A house is built by wisdom; it is made firm through understanding.

Proverbs 24:3

 

In the 2010-2011 school year, we entered into a new way of working with teachers and providing professional development.  For the first time in recent memory, teachers engaged in text study on Thursday evenings while working on professional skills and competencies on Sunday afternoons. They began cooperatively constructing curriculum through carefully following UBD (Understanding By Design) principles.  In thoughtfully designed settings, our teachers routinely joined together to reflect on their successes and challenges in teaching at Temple Israel.  As such, the focus on teacher professional development operated in agreement with our overarching cultural goal of building an interactive and dynamic learning community at all levels of our school.  In other words, the teaching and learning that the faculty engaged in among itself served as a model for the teaching and learning that we attempted to practice in our classrooms with our students.

And so we continue into a second year of change and growth as we pursue a communal vision of a congregation-wide education program that is dedicated to -- and directed by -- the tenets of what is termed, Life-Centered Jewish Education (LCJE).  Its tenets:

I. Jewish education should be relevant to the lives of students. 1

II. Jewish education should deal with the whole person and the full set of human concerns.

III. Jewish Education must be grounded in experience.

Our ability to build upon the success of last year is predicated upon the wisdom and experience of our teachers, as well as the continuity of our faculty. Eleven of our teachers have returned from last year; two of our teachers, Dinah Super and Emma McAfee-Hahn have been promoted from being aides.

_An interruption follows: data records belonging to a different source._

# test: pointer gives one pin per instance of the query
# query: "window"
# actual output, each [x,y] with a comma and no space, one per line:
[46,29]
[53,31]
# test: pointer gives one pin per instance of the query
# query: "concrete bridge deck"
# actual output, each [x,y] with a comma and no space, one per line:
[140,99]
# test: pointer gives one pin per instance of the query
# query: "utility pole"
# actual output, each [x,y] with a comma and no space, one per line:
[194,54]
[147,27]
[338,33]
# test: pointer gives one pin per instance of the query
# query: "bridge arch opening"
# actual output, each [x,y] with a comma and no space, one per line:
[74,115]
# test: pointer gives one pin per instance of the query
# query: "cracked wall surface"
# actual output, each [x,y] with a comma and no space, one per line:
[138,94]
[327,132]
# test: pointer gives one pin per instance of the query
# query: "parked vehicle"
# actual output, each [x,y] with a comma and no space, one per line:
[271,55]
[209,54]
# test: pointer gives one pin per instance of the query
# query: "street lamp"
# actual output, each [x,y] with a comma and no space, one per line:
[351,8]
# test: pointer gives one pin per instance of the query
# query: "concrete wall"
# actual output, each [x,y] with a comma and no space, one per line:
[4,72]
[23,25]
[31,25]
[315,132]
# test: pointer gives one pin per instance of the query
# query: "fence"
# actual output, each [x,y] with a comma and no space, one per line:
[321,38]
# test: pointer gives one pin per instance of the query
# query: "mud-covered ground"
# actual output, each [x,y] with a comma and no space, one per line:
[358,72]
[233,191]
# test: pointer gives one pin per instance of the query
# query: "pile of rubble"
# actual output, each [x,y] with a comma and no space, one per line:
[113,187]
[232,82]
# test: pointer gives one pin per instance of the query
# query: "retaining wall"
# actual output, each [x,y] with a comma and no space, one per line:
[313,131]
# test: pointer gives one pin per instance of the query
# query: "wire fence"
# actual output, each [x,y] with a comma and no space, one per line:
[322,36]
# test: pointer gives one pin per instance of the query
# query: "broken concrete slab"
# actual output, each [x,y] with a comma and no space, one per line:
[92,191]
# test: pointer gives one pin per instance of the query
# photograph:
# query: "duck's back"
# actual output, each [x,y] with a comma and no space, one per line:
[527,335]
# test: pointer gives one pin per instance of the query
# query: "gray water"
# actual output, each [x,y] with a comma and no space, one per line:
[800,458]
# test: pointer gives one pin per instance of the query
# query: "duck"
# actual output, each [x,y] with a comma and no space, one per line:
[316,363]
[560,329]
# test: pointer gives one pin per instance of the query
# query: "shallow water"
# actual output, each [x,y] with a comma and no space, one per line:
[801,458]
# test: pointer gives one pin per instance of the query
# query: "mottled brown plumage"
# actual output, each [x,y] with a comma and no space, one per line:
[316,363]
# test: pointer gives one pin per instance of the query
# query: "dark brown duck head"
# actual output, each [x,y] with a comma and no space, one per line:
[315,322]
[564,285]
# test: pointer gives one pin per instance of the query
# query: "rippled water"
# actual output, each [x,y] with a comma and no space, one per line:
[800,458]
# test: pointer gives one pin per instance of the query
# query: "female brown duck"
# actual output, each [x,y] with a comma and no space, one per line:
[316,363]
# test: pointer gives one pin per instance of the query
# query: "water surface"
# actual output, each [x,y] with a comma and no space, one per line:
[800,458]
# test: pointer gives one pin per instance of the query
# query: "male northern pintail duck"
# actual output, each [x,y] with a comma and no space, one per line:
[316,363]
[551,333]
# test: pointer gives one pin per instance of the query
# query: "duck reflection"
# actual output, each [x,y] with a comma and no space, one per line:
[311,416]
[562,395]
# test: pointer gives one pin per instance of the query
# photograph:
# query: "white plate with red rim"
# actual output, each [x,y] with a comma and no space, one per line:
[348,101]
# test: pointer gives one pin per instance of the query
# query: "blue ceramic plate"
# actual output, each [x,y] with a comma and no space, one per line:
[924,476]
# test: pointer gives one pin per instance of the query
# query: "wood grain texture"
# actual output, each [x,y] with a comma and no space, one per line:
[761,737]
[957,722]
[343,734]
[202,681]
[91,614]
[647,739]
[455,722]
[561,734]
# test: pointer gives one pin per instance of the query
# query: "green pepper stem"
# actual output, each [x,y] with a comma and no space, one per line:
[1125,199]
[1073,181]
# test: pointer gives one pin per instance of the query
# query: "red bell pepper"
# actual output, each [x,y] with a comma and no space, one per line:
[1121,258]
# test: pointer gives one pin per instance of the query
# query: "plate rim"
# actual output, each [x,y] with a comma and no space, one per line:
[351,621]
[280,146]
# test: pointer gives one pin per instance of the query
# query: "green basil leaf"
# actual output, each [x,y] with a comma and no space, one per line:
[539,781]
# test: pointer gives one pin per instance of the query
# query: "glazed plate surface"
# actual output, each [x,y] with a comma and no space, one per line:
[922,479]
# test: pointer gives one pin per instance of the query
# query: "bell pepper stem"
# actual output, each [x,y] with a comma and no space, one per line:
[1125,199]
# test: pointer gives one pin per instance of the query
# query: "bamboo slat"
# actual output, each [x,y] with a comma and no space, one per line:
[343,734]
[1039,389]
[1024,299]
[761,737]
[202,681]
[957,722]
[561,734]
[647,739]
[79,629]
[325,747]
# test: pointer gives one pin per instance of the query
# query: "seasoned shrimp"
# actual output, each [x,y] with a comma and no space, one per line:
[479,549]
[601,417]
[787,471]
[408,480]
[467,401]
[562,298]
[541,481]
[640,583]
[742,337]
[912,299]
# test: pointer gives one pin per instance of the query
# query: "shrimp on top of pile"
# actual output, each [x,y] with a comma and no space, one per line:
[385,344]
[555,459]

Both Nechama Cheses and Shahar Colt have returned to our faculty after hiatus of several years.  We also have two new teachers on our faculty, Ira Blum and Laura Reader, and we look forward to learning from them and to engaging them with our vision of education.

And as always: as much as our success will hinge on the abilities of our teachers, so too is a strong partnership with parents a necessity in order for us to achieve our goals.  I invite your full participation in this exciting process and am eager to discuss with you any questions or concerns regarding our educational vision and its curriculum.

 

L'Shanah Tovah u'metukah: May 5772 be a year of sweet and transformative learning.

Rabbi Jeremy S. Morrison

 

 
1 For a complete description of these tenets see, Design Principles for 21st Century Jewish Education: An excerpt from the Lippman Kanfer Institute Working Paper, Redesigning Jewish Education for the 21st Century by Renee Rubin Ross, Meredith Woocher, and Jon Woocher.